KV cache compression is a big infrastructure problem. The number that decides whether it works is the count of freed blocks, not the count of evicted tokens.

You can find the NVIDIA write-up here: https://research.nvidia.com/labs/eai/blogs/kv-cache-compression-and-its-infra-problems/

I wrote a first-principles breakdown of how the KV cache works.
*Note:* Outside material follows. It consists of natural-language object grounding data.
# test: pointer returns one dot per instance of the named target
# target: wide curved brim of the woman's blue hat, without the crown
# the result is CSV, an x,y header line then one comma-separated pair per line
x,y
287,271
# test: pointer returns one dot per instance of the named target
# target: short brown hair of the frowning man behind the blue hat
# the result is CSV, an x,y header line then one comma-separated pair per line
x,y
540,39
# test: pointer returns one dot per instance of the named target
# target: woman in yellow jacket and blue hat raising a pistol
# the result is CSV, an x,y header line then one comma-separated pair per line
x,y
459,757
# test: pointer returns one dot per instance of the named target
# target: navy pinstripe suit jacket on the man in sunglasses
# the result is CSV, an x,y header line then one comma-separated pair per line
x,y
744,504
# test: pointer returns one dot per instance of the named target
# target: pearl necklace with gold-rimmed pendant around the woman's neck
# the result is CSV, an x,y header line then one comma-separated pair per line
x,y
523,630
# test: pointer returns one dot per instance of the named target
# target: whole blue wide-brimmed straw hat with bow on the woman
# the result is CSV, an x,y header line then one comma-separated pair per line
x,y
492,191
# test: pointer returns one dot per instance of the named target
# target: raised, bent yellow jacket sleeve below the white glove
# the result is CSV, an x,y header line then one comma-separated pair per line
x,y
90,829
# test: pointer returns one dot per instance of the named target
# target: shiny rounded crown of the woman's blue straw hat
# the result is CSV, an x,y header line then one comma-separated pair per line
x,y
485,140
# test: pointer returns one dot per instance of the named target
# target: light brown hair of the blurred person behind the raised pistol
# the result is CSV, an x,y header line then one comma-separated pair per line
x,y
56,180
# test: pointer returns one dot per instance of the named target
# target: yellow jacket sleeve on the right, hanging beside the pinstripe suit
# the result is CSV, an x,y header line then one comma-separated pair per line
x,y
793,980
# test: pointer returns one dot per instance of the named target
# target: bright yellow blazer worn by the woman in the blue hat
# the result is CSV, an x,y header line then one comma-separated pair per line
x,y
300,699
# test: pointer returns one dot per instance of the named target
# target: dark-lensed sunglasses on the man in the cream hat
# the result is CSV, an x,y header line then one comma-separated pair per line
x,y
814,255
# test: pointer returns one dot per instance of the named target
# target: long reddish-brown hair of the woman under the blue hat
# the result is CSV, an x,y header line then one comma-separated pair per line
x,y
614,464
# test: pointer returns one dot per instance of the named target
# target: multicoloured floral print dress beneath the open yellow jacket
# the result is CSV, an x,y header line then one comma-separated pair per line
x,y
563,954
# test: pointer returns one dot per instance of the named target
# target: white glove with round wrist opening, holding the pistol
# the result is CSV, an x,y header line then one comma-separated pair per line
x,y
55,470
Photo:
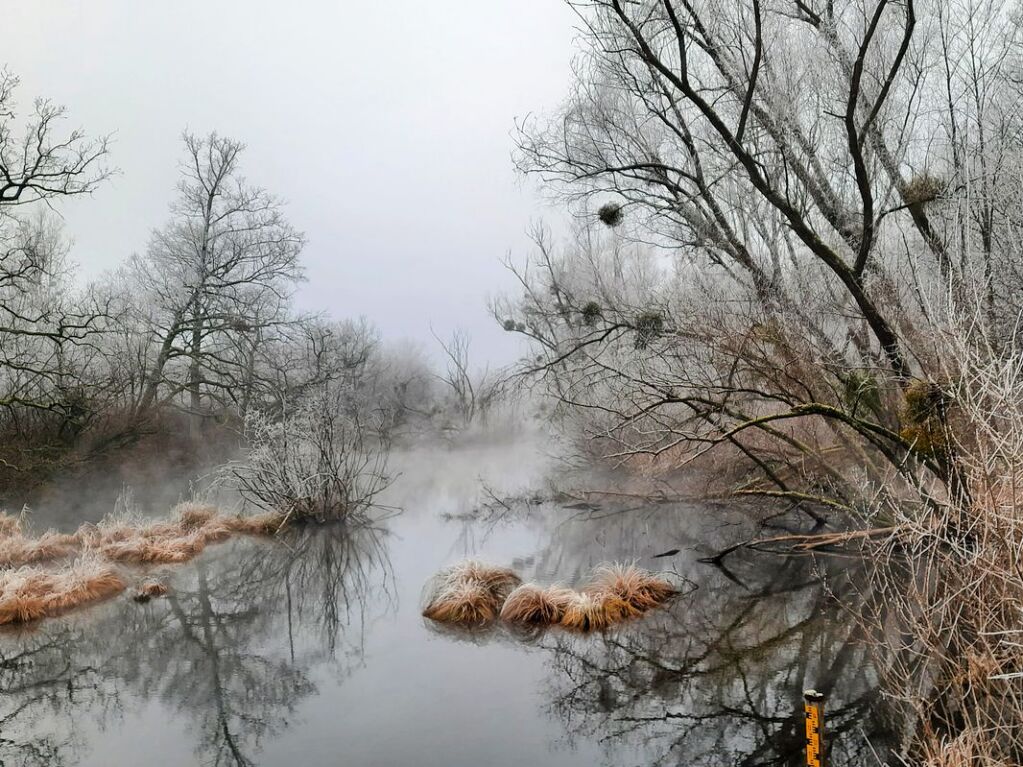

It walks through why the model stores keys and values at all, why the cache grows with every token, and a comparison of LLM generation speed with and without KV caching.

Read it below.

GLM 4.7 Flash · Summary · 2h ago

LLM 인터뷰 질문 및 답변: KV 캐시 압축의 문제점

vLLM에서 추론 모델을 서비스할 때 긴 추적(Trace)에서 GPU 메모리가 부족해지는 문제를 해결하기 위해 KV 캐시 압축을 적용했음에도 불구하고 VRAM 사용량이 줄지 않는 이유는 다음과 같습니다.

페이지 어텐션의 특성: vLLM과 같은 프로덕션 서버는 GPU 메모리를 고정된 물리적 블록으로 나눕니다. 각 블록은 약 16개의 토큰을 저장하며, 블록 내의 모든 슬롯이 비어야만 할당자가 블록을 해제합니다.
토큰 분산으로 인한 해제 실패: 중요한 토큰만 남기고 나머지를 삭제하면, 삭제된 토큰이 블록에 흩어져 있어 대부분의 블록에 여전히 살아남은 토큰이 남게 됩니다. 이로 인해 할당자는 거의 메모리를 해제하지 못합니다.
순서 유지의 비용: 빈 슬롯에 새 토큰을 배치하면 캐시의 순서가 깨지므로, 각 슬롯이 실제 위치를 기록하는 별도의 관리 비용이 발생합니다.
속도 저하: FlashAttention과 같은 빠른 커널은 어텐션 점수를 저장하지 않으므로, 정확한 토큰 삭제 신호를 사용할 수 없어 느린 'eager attention'으로 대체해야 합니다.

해결책: NVIDIA의 TriAttention

NVIDIA는 이러한 문제를 해결하기 위해 TriAttention이라는 방법을 제안했습니다.

RoPE 적용 전 계산: 어텐션 점수가 필요 없으며, RoPE 적용 전 키와 쿼리 벡터의 기하학적 구조를 기반으로 토큰을 평가합니다.
압축 및 정렬: 128개의 토큰을 디코딩할 때마다 압축 패스를 실행하여 살아남은 토큰을 앞으로 이동시켜 빈 블록을 확보합니다.
효과: 긴 추론 추적에서 전체 어텐션 정확도를 유지하면서 디코딩 속도는 2.5배 빨라지고 KV 메모리 사용량은 10.7배 줄어듭니다.